Flakey AMD/ATI GPUs, including RX 5700 XT, Cross Validating, polluting the Database

Message boards : Number crunching : Flakey AMD/ATI GPUs, including RX 5700 XT, Cross Validating, polluting the Database
Message board moderation

To post messages, you must log in.

Previous · 1 · 2 · 3 · 4 · 5 · 6 · 7 . . . 21 · Next

AuthorMessage
catavalon21

Send message
Joined: 2 Nov 01
Posts: 13
Credit: 7,238,152
RAC: 48
United States
Message 2021399 - Posted: 2 Dec 2019, 2:36:49 UTC - in response to Message 2021395.  

Disregard my prior post. Turns out it is multiple 5700s cross validating bad results, which others have already posted is the situation.
ID: 2021399 · Report as offensive     Reply Quote
Stephen "Heretic" Crowdfunding Project Donor*Special Project $75 donorSpecial Project $250 donor
Volunteer tester
Avatar

Send message
Joined: 20 Sep 12
Posts: 5531
Credit: 192,787,363
RAC: 628
Australia
Message 2021455 - Posted: 2 Dec 2019, 19:32:03 UTC

. . Well I never ....

. . How annoying, one of my completed WUs got mugged by a couple of ATI hosts that are spewing out invalids all over the place. My (probably) valid result got binned because these 2 delinquent hosts agreed with each other even though most of the results on both machines are invalidated against other hosts. I have to wonder how often this happens ... there could be a lot of such trashy results in the database. :(

https://setiathome.berkeley.edu/workunit.php?wuid=3766336632

Stephen

:(
ID: 2021455 · Report as offensive     Reply Quote
Bluerazor

Send message
Joined: 22 May 99
Posts: 15
Credit: 3,889,427
RAC: 12
United States
Message 2021507 - Posted: 3 Dec 2019, 3:03:37 UTC - in response to Message 2021455.  

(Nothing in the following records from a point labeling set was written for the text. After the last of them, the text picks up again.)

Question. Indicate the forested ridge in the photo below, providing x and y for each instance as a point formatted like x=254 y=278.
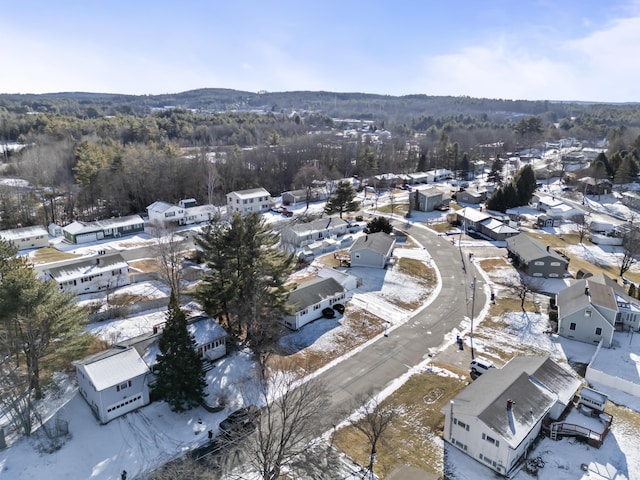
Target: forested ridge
x=92 y=155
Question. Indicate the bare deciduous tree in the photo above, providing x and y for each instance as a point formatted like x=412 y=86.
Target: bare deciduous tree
x=372 y=419
x=170 y=251
x=15 y=398
x=522 y=285
x=582 y=225
x=286 y=427
x=630 y=249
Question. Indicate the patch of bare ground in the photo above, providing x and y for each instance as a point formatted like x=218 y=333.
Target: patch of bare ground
x=413 y=437
x=50 y=254
x=145 y=265
x=359 y=326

Is there any simple way to demonstrate this problem as a reproducible issue to submit to AMD? For example, is it possible to capture a "known" work unit and run it on two systems (one with RX5700 and one with an older AMD card, for example) to show that RX 5700 gets the results wrong? This would allow AMD to debug the issue, presumably. Raistmer filed a complaint with them, but they were looking for more information to reproduce the problem - which seems to relate to OpenCL on Windows specifically.

I haven't yet tried the 19.12.1 driver, but I am reluctant to do so. Every previous driver has not resolved the issue and there is nothing specific in the new release notes which would lead me to believe it fixes this issue.
ID: 2021507 · Report as offensive     Reply Quote
Profile Keith Myers Special Project $250 donor
Volunteer tester
Avatar

Send message
Joined: 29 Apr 01
Posts: 12966
Credit: 1,160,866,277
RAC: 1,873
United States
Message 2021508 - Posted: 3 Dec 2019, 3:07:37 UTC - in response to Message 2021507.  

There are multiple tools to download work units offline so you can run them offline on various hardware to compare results. I'm sure Raistmer has already done so and sent the results off to AMD.
Seti@Home classic workunits:20,676 CPU time:74,226 hours

A proud member of the OFA (Old Farts Association)
ID: 2021508 · Report as offensive     Reply Quote
Bluerazor

Send message
Joined: 22 May 99
Posts: 15
Credit: 3,889,427
RAC: 12
United States
Message 2021592 - Posted: 3 Dec 2019, 22:30:13 UTC - in response to Message 2021508.  

There are multiple tools to download work units offline so you can run them offline on various hardware to compare results. I'm sure Raistmer has already done so and sent the results off to AMD.


Actually, in the thread to AMD he stated that he did not have time for debugging (in September). I believe there was also an issue of hardware availability on first release of the RX 5700. Based on the thread it seems like nothing has been provided.
https://community.amd.com/thread/243179

(Even now for me to do this, I'd need to install my RX480 into my current PC as I have no other AMD hardware to run on). I just thought we might want to file some additional complaints along with instructions to reproduce ... I think it's clear that it is not an application problem since it is only this card's architecture failing (and because multiple other distributed computing projects have trouble with the rx 5700).

The problem is likely to become worse with the impending release of 5500 and 5600 series cards. So it's also possible that AMD will get this fixed soon.
https://www.tomshardware.com/news/report-radeon-rx-5500-xt-launches-next-week-rx-5600-xt-in-january

This is a fairly buggy card/driver. I had frequent crashes upon idle, attributable to the driver, until I found some random hint on the internet that I should set my PCI Express to v3.0 instead of Auto detect. That fixed the issue. The list of known issues is still long. I expect this to be my last AMD GPU.
ID: 2021592 · Report as offensive     Reply Quote
Profile Wiggo
Avatar

Send message
Joined: 24 Jan 00
Posts: 23406
Credit: 261,360,520
RAC: 489
Australia
Message 2021603 - Posted: 3 Dec 2019, 23:01:02 UTC

For those of you with these cards and have the time, read this thread.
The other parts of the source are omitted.